Williams discussed the Constitution and a desire to restore it.  
“Our Founding Fathers were very intelligent in the way they designed the Constitution. It makes it very hard to change anything in our country, and so we have had these very small incremental changes over about 130 years that have really dissolved all of our freedoms and now we just have an illusion of freedom,” she said.
Williams said this stripping of freedom dates back to 1938 with President Wilson and the creation of the Federal Reserve, and the Sixteenth and Seventeenth Amendments in regards to income taxes and Senator elections. Williams said she would support repealing both amendments and dissolving the Federal Reserve. She went on to explain that President Franklin D. Roosevelt’s New Deal was the beginning of socialism in the country.
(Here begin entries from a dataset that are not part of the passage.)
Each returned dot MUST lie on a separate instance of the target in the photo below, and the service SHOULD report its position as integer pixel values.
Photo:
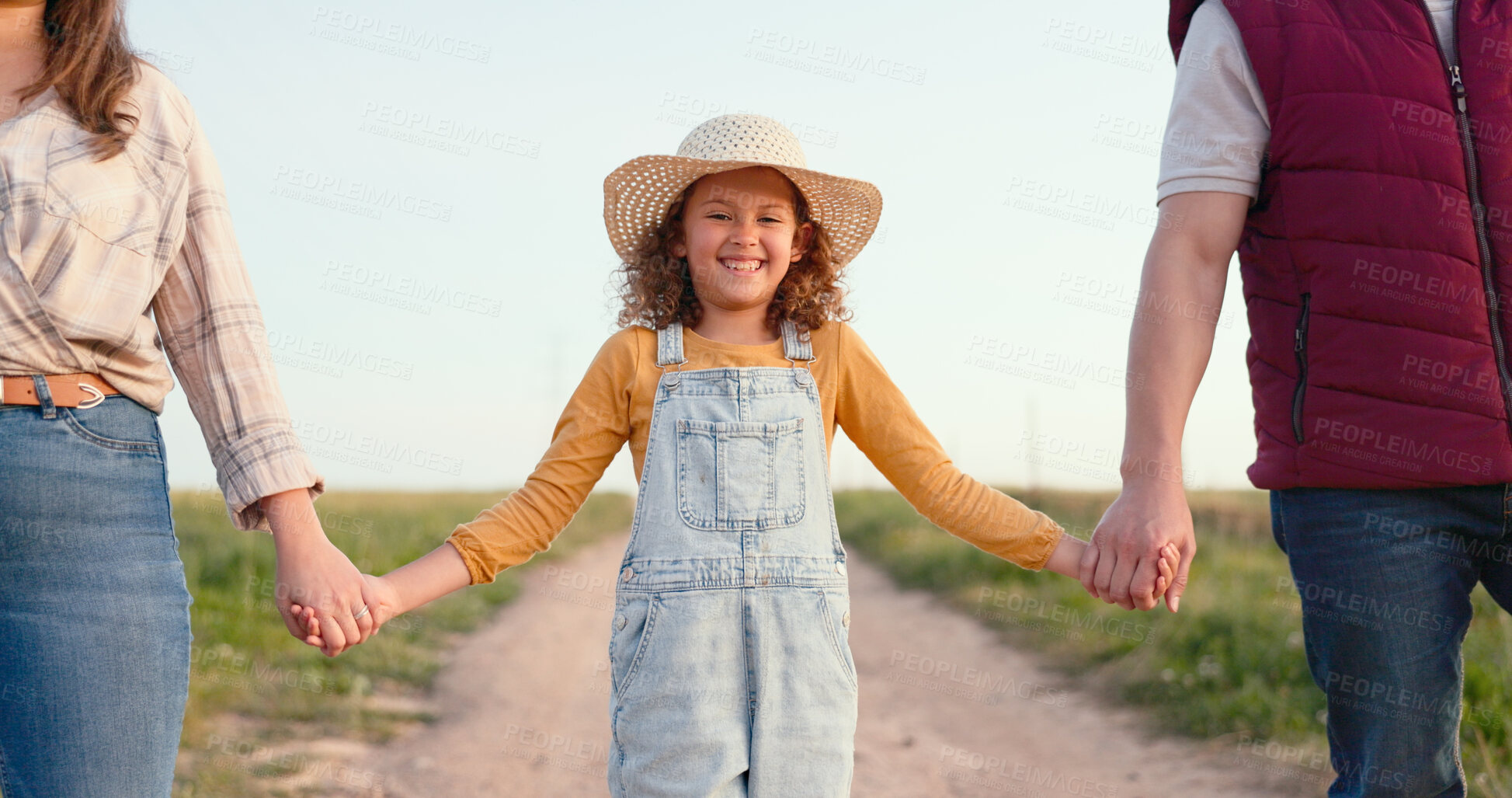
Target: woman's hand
(315, 574)
(1121, 565)
(378, 594)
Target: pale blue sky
(419, 194)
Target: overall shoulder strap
(794, 344)
(669, 346)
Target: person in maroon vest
(1360, 159)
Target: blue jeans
(94, 612)
(1385, 580)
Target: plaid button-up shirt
(105, 266)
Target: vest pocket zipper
(1302, 368)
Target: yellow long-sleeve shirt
(613, 403)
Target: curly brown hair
(658, 288)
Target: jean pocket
(116, 424)
(634, 620)
(740, 474)
(836, 622)
(115, 200)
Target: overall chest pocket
(740, 474)
(115, 200)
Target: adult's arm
(212, 330)
(1170, 340)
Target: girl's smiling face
(740, 232)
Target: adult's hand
(315, 574)
(1122, 562)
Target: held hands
(1069, 555)
(378, 594)
(1119, 565)
(314, 574)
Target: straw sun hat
(638, 194)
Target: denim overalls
(729, 657)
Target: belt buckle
(96, 399)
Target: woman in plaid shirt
(116, 255)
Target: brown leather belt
(68, 389)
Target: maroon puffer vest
(1368, 261)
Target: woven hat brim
(637, 197)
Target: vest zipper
(1302, 368)
(1478, 211)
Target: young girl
(728, 379)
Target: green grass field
(256, 692)
(1228, 668)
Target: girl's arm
(590, 432)
(881, 421)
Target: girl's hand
(378, 594)
(1066, 561)
(1170, 561)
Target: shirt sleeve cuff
(1044, 539)
(475, 570)
(1178, 185)
(262, 464)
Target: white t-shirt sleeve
(1218, 131)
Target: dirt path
(945, 709)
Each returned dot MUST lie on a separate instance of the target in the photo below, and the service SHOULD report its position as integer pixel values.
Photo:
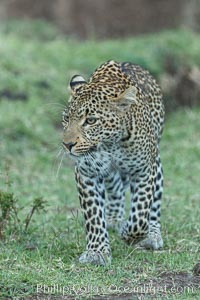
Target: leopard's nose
(69, 145)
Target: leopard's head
(97, 109)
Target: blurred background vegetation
(42, 44)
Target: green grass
(37, 61)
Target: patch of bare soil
(168, 283)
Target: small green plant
(9, 213)
(8, 210)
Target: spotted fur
(112, 129)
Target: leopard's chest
(109, 158)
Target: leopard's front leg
(136, 228)
(92, 199)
She would want a great portion of this undone as well. Funding she believes should be increased in areas like the Department of Veterans Affairs and the military.
Under her second point with the Second Amendment, Williams said she wholeheartedly supports it. 
“I am so strong on the Second Amendment that I scare some Republicans away,” she said. “I think that all gun laws are illegal and unconstitutional. I think the entire point of the Second Amendment is to be able to overthrow an unjust government. I think citizens should be able to have tanks and battleships and anything else we can afford. If we don’t have the same access to weapons our military does, how could we ever overthrow an unjust government?”
The third point Williams stands for is being pro-life. She explained that it is not just proven by faith but also by science that life begins at conception, noting that genealogy changes to biology when this occurs. 
On why people should vote for her, Williams stressed the importance of vetting your candidates, and also spoke on the job of Congress. She noted that the actual job of Congress is to protect freedoms and uphold the Constitution. 
“As far as I’m concerned, I’m the only one that even talks about the Constitution,” she said. 
Williams said she is looking forward to the results of the elections, noting that many of those unpolled are the silent majority, those who had not regularly voted in past years. She also called into question the authenticity of polls showing who is leading, noting the small number of those poles and that they were targeted for extensive voting history.